I notice that not all the states in the game are actually needed - the set of states visited during a real game play is smaller. But I don't know how exactly to prune the search yet.


First let me make sure that you're working backwards from the goal, and not doing, "For each node X{ Use A* to find the shortest path from X to the goal}". Running A* once to find a single path is efficient, but A* is not what you want if you're trying to construct a policy.

Assuming you're constructing your policy efficiently and it's still too slow, you may want to turn to approximate dynamic programming. The simplest method is state aggregation, which is exactly what it sounds like; you lump clusters of states together.

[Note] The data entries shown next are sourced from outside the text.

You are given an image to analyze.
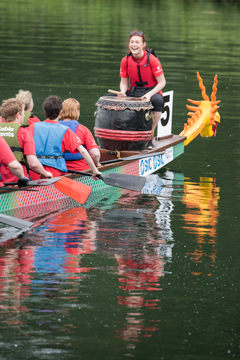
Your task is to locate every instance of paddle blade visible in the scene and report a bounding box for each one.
[54,177,92,204]
[101,173,146,191]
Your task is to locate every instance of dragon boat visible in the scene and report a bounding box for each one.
[0,73,220,222]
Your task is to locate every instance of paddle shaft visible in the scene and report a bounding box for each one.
[0,214,33,230]
[101,152,163,165]
[69,170,146,191]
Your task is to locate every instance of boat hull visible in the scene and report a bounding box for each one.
[0,135,185,214]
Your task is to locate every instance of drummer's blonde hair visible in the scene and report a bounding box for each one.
[61,98,80,120]
[0,98,24,122]
[16,90,34,111]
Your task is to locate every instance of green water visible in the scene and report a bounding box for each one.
[0,0,240,360]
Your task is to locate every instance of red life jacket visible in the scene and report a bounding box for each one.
[127,51,157,88]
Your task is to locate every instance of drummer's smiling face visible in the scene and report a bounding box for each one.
[129,35,146,59]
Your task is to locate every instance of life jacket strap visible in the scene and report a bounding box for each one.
[37,155,63,159]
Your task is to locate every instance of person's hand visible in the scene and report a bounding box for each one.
[117,91,127,97]
[141,93,152,101]
[18,176,30,187]
[92,170,102,180]
[43,171,53,179]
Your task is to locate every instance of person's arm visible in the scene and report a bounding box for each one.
[88,148,101,166]
[142,74,166,101]
[7,160,25,179]
[77,145,101,178]
[120,77,128,96]
[26,155,53,178]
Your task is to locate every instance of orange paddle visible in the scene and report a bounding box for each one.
[54,177,92,204]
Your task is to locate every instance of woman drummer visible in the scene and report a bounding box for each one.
[120,31,166,147]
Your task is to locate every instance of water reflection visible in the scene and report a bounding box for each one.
[0,171,220,357]
[182,177,220,276]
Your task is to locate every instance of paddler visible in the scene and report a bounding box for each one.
[0,136,29,187]
[30,95,101,179]
[59,98,101,171]
[0,98,52,182]
[16,90,40,125]
[120,31,166,148]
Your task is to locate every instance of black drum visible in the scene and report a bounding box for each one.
[94,96,153,150]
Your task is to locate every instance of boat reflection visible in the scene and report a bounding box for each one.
[182,177,220,276]
[0,171,220,356]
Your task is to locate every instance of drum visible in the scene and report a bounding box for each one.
[94,96,153,150]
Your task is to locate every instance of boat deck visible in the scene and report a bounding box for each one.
[99,135,186,171]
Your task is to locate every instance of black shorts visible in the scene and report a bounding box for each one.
[126,87,163,112]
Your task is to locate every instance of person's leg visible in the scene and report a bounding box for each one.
[151,94,163,137]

A nice way to do this is probabilistically; i.e., although the original game was deterministic, you use a probabilistic interpretation for your state aggregation ("If I only know I'm in cluster C1, that means I'm in state x1 with probability p1, state x2 with probability p2, etc."); then you get probabilities for transitions between clusters in a straightforward way ("If I only know I'm in cluster C1 but not which state exactly, then if I take action u1 I'll end up in cluster C2 with probability P2, C3 with probability P3, etc"). Then you've got a Markov Decision Problem (MDP) on the smaller graph of clusters.

One way to define clusters is to define features -- functions of the state -- that you think are significant (e.g., how far each player is from each monster, etc). Then all the states with the same feature values get lumped into the same clusters.

First let me make sure that you're working backwards from the goal, and not doing, "For each node X{ Use A* to find the shortest path from X to the goal}". Running A* once to find a single path is efficient, but A* is not what you want if you're trying to construct a policy.


I don't understand this: He has a specific starting configuration and we are suggesting that he run A* once to reach a goal configuration. What's wrong with that?